Atopic dermatitis, the most common form of eczema, could be treated with a protein known to protect the fetus against attack from the mother’s immune system during pregnancy, a new study suggests.
Researchers from Japan found that the protein, called human leukocyte antigen-G1 (HLA-G1), significantly improved skin lesions in mice with atopic dermatitis.
What is more, HLA-G1 was found to reduce immune system activity among rodents in response to dust mites, a common allergen for atopic dermatitis.
Study co-author Prof. Katsumi Maenaka, of the Faculty of Pharmaceutical Sciences at Hokkaido University in Japan, and colleagues recently reported their findings in the journal International Immunopharmacology.
Atopic dermatitis is a chronic form of eczema, which is an inflammatory skin condition characterized by rashes – particularly on the face, hands, feet, and behind the elbows and knees – and dry, itchy skin.
The symptoms of atopic dermatitis can be triggered by exposure to a number of irritants and allergens, including dust mites, pet dander, mold, pollen, cigarette smoke, and certain foods.

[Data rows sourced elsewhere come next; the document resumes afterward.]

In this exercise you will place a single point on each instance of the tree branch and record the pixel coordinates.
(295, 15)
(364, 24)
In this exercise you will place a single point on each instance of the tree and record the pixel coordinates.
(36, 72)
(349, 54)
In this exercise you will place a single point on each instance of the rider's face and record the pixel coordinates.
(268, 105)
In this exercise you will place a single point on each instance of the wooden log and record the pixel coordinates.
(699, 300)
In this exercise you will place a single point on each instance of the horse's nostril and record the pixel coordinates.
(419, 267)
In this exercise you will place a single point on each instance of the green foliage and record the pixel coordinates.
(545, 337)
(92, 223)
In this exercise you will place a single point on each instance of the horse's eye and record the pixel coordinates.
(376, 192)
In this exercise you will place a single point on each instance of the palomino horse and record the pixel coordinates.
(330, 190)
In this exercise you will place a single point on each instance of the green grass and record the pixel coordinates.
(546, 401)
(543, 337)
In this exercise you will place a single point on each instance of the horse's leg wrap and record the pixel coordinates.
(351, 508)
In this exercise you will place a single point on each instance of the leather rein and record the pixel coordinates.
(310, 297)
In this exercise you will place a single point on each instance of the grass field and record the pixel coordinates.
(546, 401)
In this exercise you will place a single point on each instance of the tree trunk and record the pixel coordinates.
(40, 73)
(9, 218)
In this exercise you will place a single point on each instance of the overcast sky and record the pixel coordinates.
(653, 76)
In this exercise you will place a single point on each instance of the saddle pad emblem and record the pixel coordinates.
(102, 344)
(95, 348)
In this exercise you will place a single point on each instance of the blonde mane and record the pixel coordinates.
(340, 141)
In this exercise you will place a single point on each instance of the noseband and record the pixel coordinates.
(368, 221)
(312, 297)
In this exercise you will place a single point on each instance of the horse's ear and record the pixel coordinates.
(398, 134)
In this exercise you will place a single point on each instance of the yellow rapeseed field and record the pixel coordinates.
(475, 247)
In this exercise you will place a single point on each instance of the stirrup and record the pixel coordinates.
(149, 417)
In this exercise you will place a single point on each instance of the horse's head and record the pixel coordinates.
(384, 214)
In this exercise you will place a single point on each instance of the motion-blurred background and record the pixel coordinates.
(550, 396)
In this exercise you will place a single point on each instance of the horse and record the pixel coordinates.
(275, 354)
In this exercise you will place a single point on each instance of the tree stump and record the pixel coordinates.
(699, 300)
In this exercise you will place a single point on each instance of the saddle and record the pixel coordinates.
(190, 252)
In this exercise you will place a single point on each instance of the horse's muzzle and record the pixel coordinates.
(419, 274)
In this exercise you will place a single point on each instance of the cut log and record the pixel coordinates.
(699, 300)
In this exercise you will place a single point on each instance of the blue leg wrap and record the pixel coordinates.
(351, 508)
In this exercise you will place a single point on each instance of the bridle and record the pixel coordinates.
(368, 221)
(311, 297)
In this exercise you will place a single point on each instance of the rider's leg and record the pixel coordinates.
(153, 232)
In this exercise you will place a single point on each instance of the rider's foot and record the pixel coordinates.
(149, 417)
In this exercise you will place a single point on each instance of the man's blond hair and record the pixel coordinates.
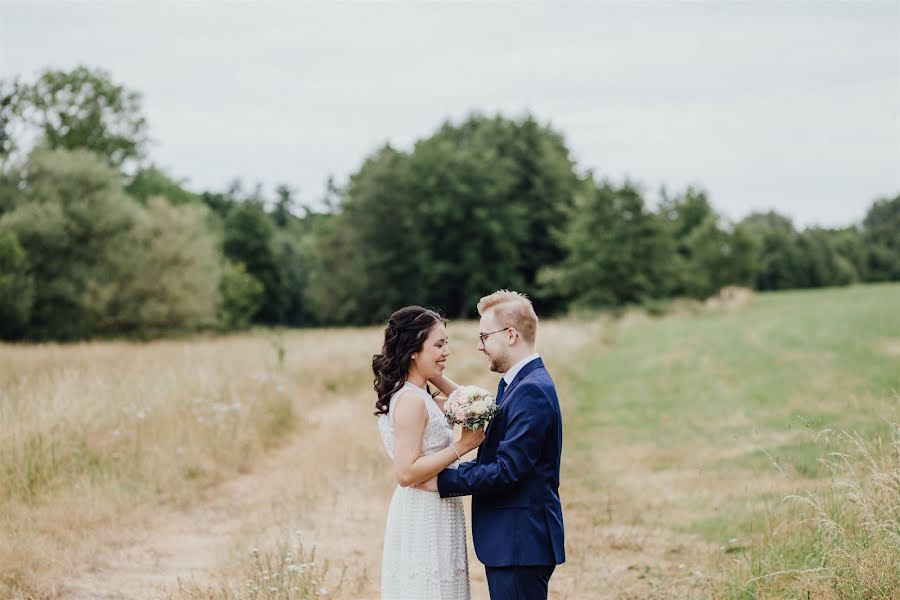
(512, 310)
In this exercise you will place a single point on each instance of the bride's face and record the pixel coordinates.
(432, 358)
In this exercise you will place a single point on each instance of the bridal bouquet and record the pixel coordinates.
(470, 406)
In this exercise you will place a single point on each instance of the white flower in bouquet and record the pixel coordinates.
(470, 406)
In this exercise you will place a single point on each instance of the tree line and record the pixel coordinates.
(95, 241)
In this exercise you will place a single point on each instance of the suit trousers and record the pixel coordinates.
(519, 583)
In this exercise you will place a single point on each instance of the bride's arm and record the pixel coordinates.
(410, 419)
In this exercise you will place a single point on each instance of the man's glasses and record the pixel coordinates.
(484, 336)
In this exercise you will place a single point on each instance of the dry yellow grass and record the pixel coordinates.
(152, 470)
(130, 466)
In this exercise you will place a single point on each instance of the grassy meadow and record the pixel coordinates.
(711, 453)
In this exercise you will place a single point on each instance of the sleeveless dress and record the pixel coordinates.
(424, 553)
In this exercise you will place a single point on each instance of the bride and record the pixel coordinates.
(425, 537)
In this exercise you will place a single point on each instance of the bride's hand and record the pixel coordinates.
(469, 440)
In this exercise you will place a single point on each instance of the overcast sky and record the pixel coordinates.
(787, 105)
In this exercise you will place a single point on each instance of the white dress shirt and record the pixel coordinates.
(514, 370)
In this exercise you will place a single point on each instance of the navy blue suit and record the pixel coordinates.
(517, 523)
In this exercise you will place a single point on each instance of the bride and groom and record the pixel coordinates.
(517, 522)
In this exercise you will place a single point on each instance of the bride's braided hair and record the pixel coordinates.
(404, 335)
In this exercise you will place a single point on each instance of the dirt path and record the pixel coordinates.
(338, 506)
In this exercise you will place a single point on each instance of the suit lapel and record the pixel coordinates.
(523, 372)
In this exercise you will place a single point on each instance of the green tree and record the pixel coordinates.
(881, 232)
(16, 287)
(779, 262)
(241, 296)
(473, 207)
(618, 252)
(74, 221)
(82, 108)
(718, 257)
(152, 181)
(170, 276)
(248, 239)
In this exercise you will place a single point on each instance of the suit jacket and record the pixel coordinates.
(514, 481)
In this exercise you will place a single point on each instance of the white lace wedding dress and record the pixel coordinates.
(425, 537)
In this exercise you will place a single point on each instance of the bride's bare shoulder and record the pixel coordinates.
(409, 410)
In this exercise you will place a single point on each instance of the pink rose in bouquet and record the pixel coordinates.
(470, 406)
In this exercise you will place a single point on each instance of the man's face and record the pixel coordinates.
(496, 345)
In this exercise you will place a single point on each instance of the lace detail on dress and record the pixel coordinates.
(425, 536)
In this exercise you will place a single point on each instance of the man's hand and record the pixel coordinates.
(427, 486)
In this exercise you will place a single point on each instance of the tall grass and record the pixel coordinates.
(684, 435)
(841, 541)
(93, 432)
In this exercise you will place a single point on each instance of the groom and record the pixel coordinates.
(517, 523)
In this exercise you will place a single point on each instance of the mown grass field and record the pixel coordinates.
(148, 470)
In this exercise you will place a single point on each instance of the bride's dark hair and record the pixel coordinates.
(404, 335)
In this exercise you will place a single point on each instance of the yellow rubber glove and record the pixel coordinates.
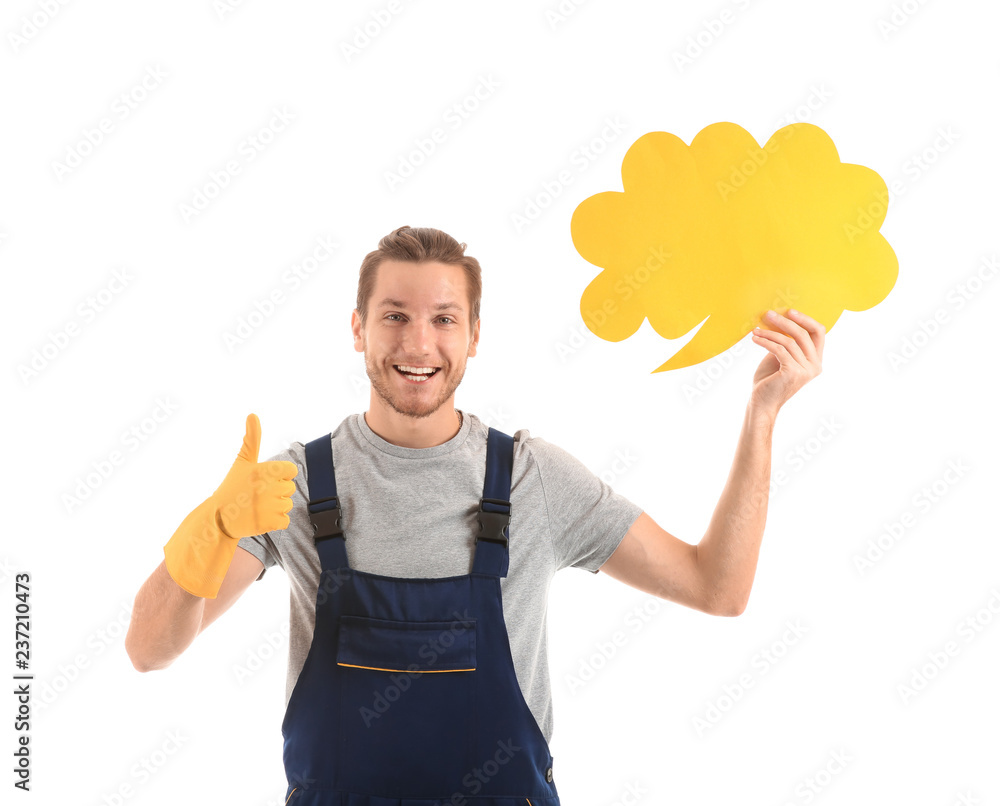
(254, 498)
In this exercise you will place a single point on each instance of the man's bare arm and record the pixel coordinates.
(166, 618)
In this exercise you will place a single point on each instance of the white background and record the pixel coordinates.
(863, 446)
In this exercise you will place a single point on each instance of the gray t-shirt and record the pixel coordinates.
(411, 512)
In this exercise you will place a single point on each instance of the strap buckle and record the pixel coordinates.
(326, 522)
(492, 524)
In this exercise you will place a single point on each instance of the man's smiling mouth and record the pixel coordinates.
(414, 374)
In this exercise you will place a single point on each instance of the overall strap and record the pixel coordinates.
(494, 507)
(324, 506)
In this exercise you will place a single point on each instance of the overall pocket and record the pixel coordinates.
(408, 704)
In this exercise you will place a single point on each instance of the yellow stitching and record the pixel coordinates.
(414, 671)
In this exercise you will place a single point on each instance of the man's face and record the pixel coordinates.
(418, 317)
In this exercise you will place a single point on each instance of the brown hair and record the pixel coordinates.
(420, 245)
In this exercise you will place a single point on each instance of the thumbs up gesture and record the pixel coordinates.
(255, 497)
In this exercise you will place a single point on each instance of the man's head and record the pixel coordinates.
(418, 306)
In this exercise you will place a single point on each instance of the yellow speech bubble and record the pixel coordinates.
(721, 231)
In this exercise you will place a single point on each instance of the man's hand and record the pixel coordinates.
(255, 497)
(796, 357)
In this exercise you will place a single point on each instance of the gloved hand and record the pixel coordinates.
(254, 498)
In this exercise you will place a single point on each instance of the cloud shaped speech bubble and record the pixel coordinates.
(721, 231)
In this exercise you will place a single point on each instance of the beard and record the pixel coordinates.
(413, 402)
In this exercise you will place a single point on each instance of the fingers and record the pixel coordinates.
(803, 336)
(791, 346)
(251, 440)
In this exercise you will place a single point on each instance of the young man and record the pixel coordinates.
(419, 545)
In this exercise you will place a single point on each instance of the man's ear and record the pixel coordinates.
(475, 338)
(359, 345)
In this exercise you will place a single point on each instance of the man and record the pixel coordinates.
(419, 545)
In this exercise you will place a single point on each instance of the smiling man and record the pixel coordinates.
(419, 546)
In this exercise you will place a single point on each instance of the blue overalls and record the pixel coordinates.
(408, 695)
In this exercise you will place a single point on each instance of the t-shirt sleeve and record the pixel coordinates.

According to the American Academy of Dermatology, atopic dermatitis is estimated to affect at least 28 million people in the United States. The condition is most common among infants and children; around 90 percent of people with atopic dermatitis develop it before the age of 5 years.
There is currently no cure for atopic dermatitis, but there are treatments to help manage the condition. These include medications such as corticosteroids, good skincare routines, and drugs that curb the immune system response.
The new study from Prof. Maenaka and team may have identified another strategy to help treat allergic responses in atopic dermatitis: topical administration of HLA-G1.
HLA-G1 is a form of the HLA-G protein, which previous research has linked to fetal protection from maternal immune system attacks during pregnancy.
To test whether HLA-G1 might help to dampen the immune response in atopic dermatitis, the researchers tested the protein on mice with the condition.
To induce symptoms of atopic dermatitis in the mice, the researchers exposed them to dust mites for 15 days. This led to bleeding, dry skin, and scarring on the rodents’ ears.
The researchers then treated some of the mice with HLA-G1 by applying the protein to their ears every other day for a total of 20 days.
The team found that mice treated with HLA-G1 not only showed a significant improvement in skin lesions, but blood samples from the rodents revealed that their immune responses had been reduced, compared with untreated mice.
Unlike some current treatments for atopic dermatitis, the researchers note that HLA-G1 did not trigger weight loss.
Overall, the results suggest that HLA-G1 may offer a safer, more effective treatment option for atopic dermatitis, and it may also lead to treatments for other inflammatory diseases.
“Our study provides novel insights on the function of HLA-G proteins, which can provide clues on efficient therapeutic strategies for patients with atopic dermatitis, rheumatoid arthritis, and other related diseases.”
Prof. Katsumi Maenaka
“Further investigation is needed to better understand HLA-G’s suppressive mechanism against excessive immune reactions,” he adds.